第21話

「お風呂入ってきなよ」

「ありがとう」

 と言って、三日月は浴室にむかった。




 冷えてかじかんだ手足に温かいシャワーをかけると、じわりと心地よかった。

体が温まっても、手の震えはおさまらなかった。

 鏡を見ると、狼の自分と人間の自分がいた。

(俺は、また……)

(傷つけあうのなんて嫌なのに、あいつを殺してしまうところだった。俺はあいつらにあんなことをやめさせたいだけなんだ。また仲間を殺すなんて嫌だ……)
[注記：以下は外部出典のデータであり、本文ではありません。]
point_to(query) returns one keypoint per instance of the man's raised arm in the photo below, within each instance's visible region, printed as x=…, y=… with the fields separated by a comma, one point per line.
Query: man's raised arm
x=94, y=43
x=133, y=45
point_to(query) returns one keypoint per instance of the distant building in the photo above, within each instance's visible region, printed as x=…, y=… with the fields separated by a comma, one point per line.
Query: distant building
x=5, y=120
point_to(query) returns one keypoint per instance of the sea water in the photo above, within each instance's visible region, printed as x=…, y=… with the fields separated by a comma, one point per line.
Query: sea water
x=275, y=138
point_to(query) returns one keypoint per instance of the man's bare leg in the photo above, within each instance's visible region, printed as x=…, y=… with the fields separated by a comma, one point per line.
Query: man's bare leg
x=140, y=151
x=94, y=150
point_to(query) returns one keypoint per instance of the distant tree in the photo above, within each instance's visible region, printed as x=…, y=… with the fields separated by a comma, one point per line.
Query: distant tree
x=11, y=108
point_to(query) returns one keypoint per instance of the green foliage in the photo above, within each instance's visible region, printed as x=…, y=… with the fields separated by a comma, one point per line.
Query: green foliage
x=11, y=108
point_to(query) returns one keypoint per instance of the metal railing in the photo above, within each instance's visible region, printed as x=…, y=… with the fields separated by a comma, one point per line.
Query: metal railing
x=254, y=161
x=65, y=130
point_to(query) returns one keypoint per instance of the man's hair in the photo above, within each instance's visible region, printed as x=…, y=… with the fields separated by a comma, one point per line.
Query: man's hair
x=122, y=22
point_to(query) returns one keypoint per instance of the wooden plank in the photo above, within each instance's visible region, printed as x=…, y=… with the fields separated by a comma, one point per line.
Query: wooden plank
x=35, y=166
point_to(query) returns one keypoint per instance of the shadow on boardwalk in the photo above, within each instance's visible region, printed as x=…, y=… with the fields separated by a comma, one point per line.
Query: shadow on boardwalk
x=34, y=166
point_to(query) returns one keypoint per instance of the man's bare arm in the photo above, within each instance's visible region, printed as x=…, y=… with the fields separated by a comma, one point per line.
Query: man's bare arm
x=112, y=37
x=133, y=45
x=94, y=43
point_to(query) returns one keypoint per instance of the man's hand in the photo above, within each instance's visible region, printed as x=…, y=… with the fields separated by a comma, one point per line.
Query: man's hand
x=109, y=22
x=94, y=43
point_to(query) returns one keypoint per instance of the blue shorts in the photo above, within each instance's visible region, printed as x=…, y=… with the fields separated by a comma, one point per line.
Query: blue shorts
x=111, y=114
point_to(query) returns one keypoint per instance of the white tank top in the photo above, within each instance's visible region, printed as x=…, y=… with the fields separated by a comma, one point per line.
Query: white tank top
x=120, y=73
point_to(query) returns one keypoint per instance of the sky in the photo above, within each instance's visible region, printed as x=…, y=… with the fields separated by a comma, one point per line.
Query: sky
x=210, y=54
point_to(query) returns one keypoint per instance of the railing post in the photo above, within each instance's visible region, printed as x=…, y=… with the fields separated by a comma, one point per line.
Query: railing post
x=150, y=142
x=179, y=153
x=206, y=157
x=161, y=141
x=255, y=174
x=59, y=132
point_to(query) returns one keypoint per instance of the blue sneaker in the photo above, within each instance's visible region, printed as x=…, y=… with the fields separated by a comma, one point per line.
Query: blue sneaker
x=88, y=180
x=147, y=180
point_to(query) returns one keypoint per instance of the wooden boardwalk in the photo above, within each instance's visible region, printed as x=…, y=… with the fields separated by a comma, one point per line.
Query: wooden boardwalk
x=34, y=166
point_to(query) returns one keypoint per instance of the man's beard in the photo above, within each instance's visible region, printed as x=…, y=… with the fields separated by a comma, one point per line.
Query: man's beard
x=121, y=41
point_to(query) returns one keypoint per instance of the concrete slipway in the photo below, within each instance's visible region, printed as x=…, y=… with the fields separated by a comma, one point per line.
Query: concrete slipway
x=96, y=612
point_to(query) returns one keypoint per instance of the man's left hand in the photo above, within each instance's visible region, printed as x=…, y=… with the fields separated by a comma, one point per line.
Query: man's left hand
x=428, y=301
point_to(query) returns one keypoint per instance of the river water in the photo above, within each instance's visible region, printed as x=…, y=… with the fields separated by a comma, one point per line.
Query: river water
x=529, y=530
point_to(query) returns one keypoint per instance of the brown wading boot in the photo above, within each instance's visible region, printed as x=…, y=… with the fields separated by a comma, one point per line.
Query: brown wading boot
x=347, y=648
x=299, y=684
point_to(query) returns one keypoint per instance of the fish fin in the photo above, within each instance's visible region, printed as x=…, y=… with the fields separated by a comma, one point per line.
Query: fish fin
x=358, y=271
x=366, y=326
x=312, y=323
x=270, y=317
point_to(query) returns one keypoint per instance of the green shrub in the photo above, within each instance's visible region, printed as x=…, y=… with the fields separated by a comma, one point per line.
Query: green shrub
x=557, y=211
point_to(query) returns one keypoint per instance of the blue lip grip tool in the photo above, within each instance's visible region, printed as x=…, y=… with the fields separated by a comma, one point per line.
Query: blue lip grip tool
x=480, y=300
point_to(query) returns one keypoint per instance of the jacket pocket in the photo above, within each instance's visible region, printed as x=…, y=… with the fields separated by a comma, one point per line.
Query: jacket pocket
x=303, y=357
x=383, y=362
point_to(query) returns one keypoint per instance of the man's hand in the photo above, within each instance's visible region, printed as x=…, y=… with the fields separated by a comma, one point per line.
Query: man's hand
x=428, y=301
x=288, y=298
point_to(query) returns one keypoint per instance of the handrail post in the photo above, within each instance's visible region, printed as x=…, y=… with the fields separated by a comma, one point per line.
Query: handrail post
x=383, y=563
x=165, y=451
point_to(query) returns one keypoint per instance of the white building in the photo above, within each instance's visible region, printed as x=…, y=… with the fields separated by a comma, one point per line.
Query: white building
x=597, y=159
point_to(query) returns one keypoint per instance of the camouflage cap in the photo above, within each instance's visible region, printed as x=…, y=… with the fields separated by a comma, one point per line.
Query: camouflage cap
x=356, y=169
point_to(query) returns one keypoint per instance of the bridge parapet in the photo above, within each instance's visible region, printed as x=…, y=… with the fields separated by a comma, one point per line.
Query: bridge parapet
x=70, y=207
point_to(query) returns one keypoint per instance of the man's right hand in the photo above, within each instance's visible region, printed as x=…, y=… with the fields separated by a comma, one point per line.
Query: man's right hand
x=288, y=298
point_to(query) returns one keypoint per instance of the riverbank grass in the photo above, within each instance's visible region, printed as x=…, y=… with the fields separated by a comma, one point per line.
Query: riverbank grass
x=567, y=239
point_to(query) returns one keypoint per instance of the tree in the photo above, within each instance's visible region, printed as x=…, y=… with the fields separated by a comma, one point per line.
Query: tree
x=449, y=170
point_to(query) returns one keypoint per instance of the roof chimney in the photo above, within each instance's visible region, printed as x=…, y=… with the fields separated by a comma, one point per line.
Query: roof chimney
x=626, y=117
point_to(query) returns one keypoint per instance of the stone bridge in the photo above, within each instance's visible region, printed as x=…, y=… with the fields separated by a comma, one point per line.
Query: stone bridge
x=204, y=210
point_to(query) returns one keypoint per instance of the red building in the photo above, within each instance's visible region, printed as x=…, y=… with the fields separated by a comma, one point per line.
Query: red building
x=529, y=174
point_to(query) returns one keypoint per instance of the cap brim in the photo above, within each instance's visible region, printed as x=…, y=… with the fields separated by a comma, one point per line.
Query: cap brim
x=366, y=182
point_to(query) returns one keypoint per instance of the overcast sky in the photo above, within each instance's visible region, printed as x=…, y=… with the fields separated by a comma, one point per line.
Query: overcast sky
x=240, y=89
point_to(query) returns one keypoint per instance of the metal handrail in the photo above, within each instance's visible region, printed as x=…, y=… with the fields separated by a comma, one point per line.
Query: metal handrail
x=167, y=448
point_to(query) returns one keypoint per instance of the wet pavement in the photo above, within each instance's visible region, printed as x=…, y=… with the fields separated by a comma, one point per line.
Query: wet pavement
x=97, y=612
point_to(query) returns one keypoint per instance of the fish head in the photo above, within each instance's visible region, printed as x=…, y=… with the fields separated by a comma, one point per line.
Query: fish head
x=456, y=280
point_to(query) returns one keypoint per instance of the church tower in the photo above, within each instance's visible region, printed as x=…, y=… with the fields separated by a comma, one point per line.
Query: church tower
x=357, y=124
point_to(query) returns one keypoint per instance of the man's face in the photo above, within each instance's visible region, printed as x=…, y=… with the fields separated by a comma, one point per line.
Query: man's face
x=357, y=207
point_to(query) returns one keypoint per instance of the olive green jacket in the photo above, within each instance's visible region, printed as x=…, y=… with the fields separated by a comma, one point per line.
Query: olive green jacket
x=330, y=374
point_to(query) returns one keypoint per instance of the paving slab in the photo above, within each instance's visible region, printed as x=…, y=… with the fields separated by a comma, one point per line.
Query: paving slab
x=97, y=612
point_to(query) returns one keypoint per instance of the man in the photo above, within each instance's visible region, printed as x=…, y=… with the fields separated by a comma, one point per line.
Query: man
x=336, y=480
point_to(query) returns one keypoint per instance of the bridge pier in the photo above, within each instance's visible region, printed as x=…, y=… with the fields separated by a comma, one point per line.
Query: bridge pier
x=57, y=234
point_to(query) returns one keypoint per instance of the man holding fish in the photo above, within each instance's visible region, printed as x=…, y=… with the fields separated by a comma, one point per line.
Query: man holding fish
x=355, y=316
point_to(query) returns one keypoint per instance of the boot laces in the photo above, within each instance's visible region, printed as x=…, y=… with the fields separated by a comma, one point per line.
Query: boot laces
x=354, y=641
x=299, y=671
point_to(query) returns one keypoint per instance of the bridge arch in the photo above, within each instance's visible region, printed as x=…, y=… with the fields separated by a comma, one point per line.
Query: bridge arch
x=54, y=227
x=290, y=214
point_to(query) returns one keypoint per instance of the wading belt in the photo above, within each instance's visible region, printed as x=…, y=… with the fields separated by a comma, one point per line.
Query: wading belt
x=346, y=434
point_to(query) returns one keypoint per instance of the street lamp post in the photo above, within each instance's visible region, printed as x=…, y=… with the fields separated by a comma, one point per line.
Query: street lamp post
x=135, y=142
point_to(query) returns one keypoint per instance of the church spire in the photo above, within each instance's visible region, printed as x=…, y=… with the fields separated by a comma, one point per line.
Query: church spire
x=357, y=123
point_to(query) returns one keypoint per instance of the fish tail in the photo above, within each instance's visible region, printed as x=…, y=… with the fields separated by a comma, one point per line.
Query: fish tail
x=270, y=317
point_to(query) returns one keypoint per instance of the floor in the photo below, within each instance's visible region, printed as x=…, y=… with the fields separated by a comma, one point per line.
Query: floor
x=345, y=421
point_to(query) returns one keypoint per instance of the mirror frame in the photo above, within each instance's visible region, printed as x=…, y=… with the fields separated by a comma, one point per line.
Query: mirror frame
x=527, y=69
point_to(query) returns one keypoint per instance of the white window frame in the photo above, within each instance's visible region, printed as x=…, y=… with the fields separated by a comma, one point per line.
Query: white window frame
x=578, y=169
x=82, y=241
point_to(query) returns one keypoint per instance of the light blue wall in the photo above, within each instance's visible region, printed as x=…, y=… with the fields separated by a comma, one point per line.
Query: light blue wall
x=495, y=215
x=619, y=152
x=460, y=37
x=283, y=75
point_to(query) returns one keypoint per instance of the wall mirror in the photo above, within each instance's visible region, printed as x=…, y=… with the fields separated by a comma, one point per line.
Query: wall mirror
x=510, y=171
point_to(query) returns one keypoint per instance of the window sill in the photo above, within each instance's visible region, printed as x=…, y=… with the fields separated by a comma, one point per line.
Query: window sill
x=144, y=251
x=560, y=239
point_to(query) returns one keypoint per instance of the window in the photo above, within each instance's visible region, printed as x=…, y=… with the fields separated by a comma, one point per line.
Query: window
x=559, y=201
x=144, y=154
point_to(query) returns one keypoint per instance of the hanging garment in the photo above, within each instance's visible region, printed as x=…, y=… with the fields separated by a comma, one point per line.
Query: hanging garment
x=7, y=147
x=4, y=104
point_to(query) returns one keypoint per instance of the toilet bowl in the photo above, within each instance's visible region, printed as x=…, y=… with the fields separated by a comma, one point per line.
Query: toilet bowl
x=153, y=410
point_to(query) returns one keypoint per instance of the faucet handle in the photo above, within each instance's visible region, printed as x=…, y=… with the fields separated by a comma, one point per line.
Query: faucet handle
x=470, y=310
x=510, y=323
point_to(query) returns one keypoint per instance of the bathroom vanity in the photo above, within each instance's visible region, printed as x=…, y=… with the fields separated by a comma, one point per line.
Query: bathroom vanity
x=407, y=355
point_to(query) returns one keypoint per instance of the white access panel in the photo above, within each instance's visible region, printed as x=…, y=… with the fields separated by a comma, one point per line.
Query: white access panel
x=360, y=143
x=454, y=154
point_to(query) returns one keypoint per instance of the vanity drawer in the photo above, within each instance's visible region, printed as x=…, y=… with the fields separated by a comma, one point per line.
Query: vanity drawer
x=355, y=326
「ああしていなければ今頃死んでいるぞ、それでもいいのか?」

(いっそ殺された方がましかもしれない、仲間を殺すよりも楽だ)

「殺されたら、あいつらを止める者は誰もいないぞ?そうなれば被害者はさらに増えるだろうな、あの子みたいな子供がまた死ぬんだ」

(……大切な仲間を傷つけるなんて、もう耐えられない!)

「お前は、それでも自分の感じたことが正しいと思って仲間を裏切ったんだろ、もうお前は仲間を殺したことがあるんだ、わかっているだろ?」

「あんなことしたくなかった!」

 

 

 浴室からでて、リビングに行くと、ガラス戸から月明かりが部屋の中にさしている。雨は上がったようだ。 

ソファに座った彼女を見ると月の光に照らされた顔がなんとも美しかった。

 かずさはこちらを見て口を開いた。

「どこ行ってたの?」

 かずさと合った視線をパッと外して下を見た。

 三日月は黙ったまま立っている。